Tashiana Osborne’s post-baccalaureate resume is beginning to bulge.
The fall 2014 hydrology and meteorology graduate was just days into her internship at NASA’s Goddard Space Flight Center in suburban Washington D.C. when she was flown to San Diego in mid-February for a graduate school visit.
The offer Osborne says she is accepting: A fully-funded, five-year doctoral program in the Climate – Ocean – Atmosphere Program at Scripps Institution of Oceanography, University of California, San Diego. Part of her package includes the highly competitive San Diego Fellowship.
Founded in 1903, Scripps is one of the world’s oldest and largest centers for ocean and Earth science research and education.
Osborne expects to start school this fall. But first, she’ll need to survive a dangerous summer.
In late May, Osborne joined the Boulder-based Center for Severe Weather Research for a multi-agency effort called Plains Elevated Convection at Night (PECAN). She is chasing tornadoes on the southern Great Plains with atmospheric scientists such as Joshua Wurman, inventor of the Doppler mobile radar vehicle.
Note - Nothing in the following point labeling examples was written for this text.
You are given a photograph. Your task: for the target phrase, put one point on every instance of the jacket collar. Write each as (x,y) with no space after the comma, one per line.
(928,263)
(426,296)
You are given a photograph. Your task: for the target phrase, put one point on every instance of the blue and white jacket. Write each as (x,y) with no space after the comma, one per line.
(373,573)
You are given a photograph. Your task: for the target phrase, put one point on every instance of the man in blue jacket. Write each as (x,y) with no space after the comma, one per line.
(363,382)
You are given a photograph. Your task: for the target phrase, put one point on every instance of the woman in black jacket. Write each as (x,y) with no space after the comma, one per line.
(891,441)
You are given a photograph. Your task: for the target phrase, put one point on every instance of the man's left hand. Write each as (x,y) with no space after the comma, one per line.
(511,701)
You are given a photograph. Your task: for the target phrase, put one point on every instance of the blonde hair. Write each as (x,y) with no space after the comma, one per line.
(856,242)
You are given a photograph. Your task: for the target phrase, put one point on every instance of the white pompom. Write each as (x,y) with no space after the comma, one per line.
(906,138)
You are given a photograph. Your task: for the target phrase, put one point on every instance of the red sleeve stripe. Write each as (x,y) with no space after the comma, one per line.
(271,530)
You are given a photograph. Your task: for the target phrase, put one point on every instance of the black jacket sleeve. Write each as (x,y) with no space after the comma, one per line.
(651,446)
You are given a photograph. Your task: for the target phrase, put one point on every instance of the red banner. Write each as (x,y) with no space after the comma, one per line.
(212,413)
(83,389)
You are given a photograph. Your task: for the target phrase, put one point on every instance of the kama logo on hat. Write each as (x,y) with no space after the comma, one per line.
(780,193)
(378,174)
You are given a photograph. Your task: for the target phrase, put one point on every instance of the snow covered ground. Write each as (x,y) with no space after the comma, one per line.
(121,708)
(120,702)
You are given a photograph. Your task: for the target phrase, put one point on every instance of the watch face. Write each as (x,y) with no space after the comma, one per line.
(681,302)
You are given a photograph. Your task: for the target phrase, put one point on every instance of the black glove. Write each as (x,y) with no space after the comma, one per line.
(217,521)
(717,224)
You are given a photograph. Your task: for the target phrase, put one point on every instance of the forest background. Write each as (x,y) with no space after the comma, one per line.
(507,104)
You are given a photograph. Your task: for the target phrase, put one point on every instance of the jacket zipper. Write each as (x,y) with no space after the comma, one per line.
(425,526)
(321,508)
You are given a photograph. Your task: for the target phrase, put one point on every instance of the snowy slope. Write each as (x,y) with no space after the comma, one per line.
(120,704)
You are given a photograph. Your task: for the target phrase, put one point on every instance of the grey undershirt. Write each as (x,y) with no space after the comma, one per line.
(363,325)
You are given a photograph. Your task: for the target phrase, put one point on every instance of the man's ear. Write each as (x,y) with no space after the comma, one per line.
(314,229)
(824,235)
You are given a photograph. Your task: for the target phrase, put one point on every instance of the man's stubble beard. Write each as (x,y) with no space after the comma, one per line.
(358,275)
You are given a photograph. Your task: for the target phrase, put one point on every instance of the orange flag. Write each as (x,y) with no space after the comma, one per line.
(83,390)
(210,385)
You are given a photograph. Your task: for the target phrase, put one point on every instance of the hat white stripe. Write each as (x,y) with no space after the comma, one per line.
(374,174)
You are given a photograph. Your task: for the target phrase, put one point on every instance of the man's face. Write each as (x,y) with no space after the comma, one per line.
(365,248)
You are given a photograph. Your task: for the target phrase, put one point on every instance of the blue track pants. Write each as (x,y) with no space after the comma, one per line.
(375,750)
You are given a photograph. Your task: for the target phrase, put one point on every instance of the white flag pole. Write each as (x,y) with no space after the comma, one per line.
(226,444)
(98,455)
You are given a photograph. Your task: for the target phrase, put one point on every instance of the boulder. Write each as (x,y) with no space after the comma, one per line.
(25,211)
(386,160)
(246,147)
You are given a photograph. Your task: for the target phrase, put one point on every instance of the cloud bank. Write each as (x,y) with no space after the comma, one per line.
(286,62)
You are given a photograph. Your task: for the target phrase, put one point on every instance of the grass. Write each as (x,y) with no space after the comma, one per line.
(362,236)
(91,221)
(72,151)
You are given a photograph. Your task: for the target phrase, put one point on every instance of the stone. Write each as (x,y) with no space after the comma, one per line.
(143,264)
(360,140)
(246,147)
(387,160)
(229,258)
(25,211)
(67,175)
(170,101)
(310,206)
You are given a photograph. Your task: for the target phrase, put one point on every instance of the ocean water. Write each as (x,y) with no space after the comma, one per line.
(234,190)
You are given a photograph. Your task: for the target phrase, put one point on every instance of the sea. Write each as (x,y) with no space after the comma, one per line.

Osborne, who hails from White Bear Lake, credits Anthony Hansen, professor of atmospheric and hydrologic sciences, with helping jump-start her college career. During a campus visit at St. Cloud State, Osborne expressed concern about the math and physics demands of the meteorology program.
Hansen reassured her she would have support and that she would succeed.
“It helped so much to have mentors, advisers — people rooting for me,” Osborne said.
It was a staff member, Shahzad Ahmad, who opened her eyes to an array of St. Cloud State opportunities. The Multicultural Student Services director talked Osborne into a spring-break study trip to Nelson Mandela Metropolitan University in South Africa. Later, when a National Science Foundation climate change field experience to the Bahamas was offered, Osborne grabbed at the opportunity.
Then, last summer, Osborne launched weather balloons and studied atmospheric gravity waves with another mentor, Brian Billings, adjunct instructor in the Atmospheric and Hydrologic Sciences Department.
“I always thought of college as an adventure and also a journey,” said Osborne.
Looking forward, that journey could lead the 23-year-old into government service with NASA or the National Oceanic and Atmospheric Administration or, perhaps, a university teaching career.
For now, Osborne is adjusting to life on the 30-building, 10,000-worker NASA Goddard campus. One of two science journalism & multimedia interns in the communications office, Osborne does science writing for internal and external audiences.
Her first piece on the NASA Goddard website explains “Solarium” — floor-to-ceiling projections of solar imagery on exhibit at the visitor center. The projections document eruptions of burning gases up to 50-times the size of Earth.